He also called BBC bosses "weasels" for axing his Danny’s BBC London programme, saying: "You know what, we're cutting this down to size for you with abacuses because that's what it's about.

"I hope their abacus comes undone and they choke on the beads."

Here are some other radio hosts who Baker joins in radio folklore:

Kyle Sandilands

Australian DJ Kyle Sandilands caused an advertising exodus from his station 2DayFM after calling a critical TV reviewer a “fat slag.”

Sandilands, who once questioned a 14-year-old girl about her sexual history on-air, went on: "You haven’t got that much titty to be wearing that low cut a blouse. Watch your mouth girl, or I will hunt you down."

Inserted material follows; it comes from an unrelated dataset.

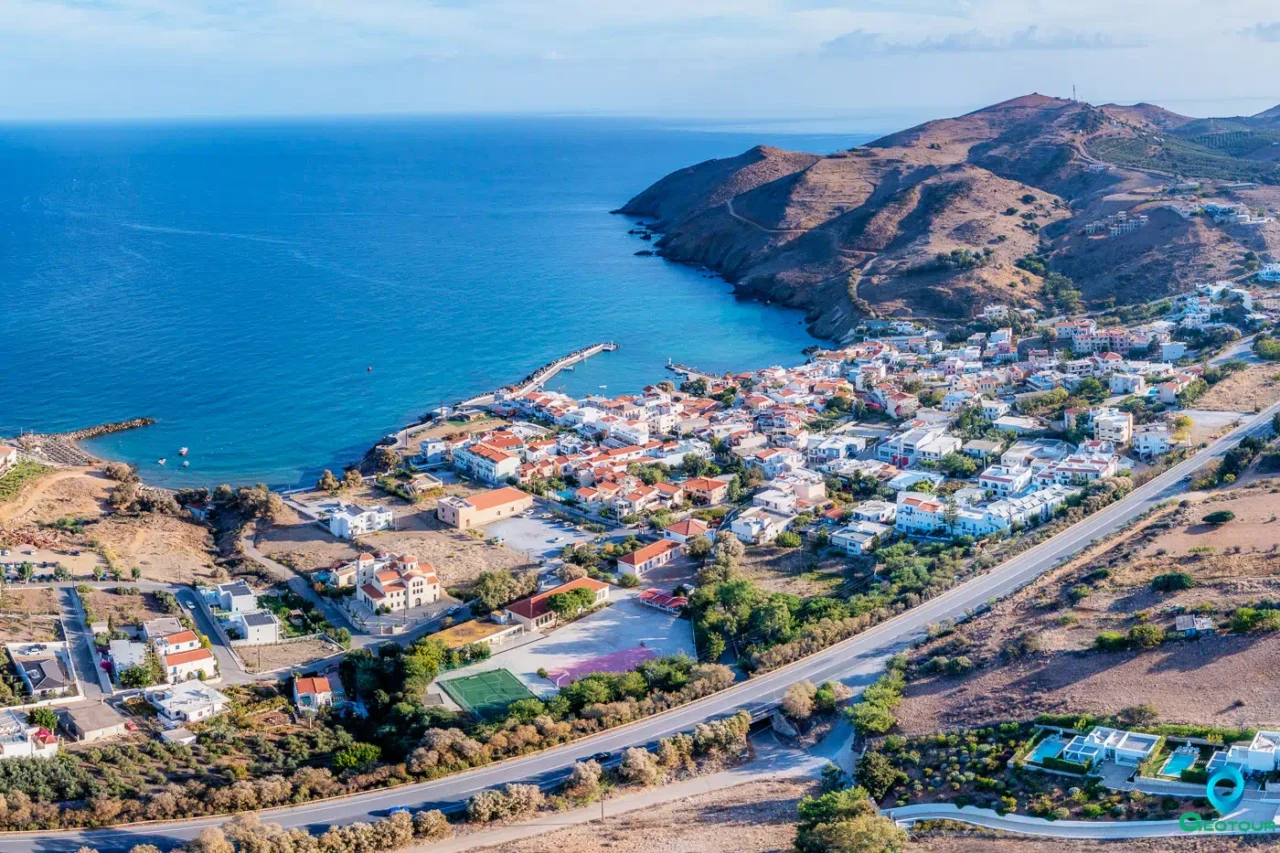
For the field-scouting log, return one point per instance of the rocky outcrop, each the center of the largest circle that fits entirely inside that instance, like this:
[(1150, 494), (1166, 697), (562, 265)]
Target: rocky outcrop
[(929, 220)]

Car giant Holden soon pulled its lucrative sponsorship of the show, followed later by retailer Good Guys. The incident reportedly cost the station $10 million in ad revenue.

Stephen Crittenden

Crittenden, religion reporter for Australia’s ABC station, gave a reaction not unlike Baker’s when he was told a raft of the station’s regular programmes would be axed.

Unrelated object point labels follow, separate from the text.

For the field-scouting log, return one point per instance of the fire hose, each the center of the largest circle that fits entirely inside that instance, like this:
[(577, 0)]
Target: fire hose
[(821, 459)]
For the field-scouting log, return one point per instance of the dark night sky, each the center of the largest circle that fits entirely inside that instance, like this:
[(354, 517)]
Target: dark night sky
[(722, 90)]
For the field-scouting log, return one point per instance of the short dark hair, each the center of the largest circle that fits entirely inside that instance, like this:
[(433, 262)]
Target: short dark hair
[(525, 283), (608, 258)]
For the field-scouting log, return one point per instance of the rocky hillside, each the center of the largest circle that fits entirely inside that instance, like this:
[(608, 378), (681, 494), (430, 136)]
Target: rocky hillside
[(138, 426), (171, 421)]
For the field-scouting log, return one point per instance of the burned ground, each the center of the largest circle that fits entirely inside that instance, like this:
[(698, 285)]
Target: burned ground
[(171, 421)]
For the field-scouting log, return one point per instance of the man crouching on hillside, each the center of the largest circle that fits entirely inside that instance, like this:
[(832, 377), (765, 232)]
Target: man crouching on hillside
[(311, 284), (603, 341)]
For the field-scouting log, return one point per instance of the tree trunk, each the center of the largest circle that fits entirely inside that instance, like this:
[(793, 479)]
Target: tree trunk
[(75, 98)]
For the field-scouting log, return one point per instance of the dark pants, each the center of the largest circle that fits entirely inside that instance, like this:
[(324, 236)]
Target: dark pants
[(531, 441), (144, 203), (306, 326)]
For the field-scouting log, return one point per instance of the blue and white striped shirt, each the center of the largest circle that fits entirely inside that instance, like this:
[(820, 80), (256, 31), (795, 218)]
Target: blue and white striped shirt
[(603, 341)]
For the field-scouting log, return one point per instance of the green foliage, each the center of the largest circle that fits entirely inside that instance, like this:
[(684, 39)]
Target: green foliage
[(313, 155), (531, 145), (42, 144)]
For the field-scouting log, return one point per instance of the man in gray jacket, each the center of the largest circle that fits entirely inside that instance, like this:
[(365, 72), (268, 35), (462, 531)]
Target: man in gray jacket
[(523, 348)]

He told listeners: "The decision to axe one of this network's most distinctive and important programmes has been approved by the director of ABC Radio, Sue Howard, and it will condemn Radio National to even greater irrelevance."

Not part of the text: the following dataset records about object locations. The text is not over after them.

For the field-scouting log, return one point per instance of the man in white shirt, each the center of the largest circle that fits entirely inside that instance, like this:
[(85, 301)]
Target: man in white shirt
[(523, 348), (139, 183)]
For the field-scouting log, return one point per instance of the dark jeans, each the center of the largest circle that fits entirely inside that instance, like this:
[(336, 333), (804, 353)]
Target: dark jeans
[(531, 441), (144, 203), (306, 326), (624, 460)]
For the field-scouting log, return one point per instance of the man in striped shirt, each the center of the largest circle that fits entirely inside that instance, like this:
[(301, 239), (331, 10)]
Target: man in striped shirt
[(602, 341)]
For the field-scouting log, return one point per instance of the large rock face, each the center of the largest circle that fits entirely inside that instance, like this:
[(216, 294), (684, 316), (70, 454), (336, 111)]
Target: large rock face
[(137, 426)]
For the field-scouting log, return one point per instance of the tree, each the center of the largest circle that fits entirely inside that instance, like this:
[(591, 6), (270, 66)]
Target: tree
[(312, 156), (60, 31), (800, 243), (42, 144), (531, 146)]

"The ABC's specialist units have been under attack for years, but the decapitation of the flagship programme of the religion department effectively spells the death of religion at the ABC."

Chris Moyles

In 2010 Chris Moyles opened his Radio 1 breakfast show with a half-hour tirade against the station, which he accused of a "huge lack of respect", because he hadn’t been paid for two months. He called the non-payment a "massive F-you to me".

He said he knew who was responsible for the delay, and called them a "moronic div".

"Do you know what, I wasn't going to come in today. I hate the fact I've been put into a position by Radio1 and the BBC that I don't want to be in,” he said.

"I'm very, very angry- very, very angry- at being put into this position. I can't tell you how furious I am.”

Mark Esterhuysen

In September 2011 South African radio presenter Mark Esterhuysen opened the news bulletin saying "Good morning, I'm Mark Esterhuysen.”

After clearing his throat, he leapt into a 40-second rant, in which he deployed 13 f-words, aimed  at police officers accused of murdering a member of the public, controversial politician Julius Malema and the country's right-wing Afrikaner AWB party.

The 23-year-old also complained about being stuck on his network's 'graveyard shift' before inviting listeners to follow his blog and storming out of the studio.

Jim Naughtie and Nicky Campbell

The BBC had more trouble in 2012, when Radio 5Live presenter Nicky Campbell tripped over his lines on a story about the West Kent Hunt, with predictably amusing and profane consequences.

Later that year, Today presenter Jim Naughtie had similar trouble with the name of the Culture Secretary, Jeremy Hunt.

Nick Ferrari

In 2003 LBC presenter Nick Ferrari was criticised by the broadcasting standards commission for encouraging racism against asylum seekers.

A listener’s complaint that Ferrari encouraged listeners who made racist comments was upheld by the Broadcasting Standards Commission.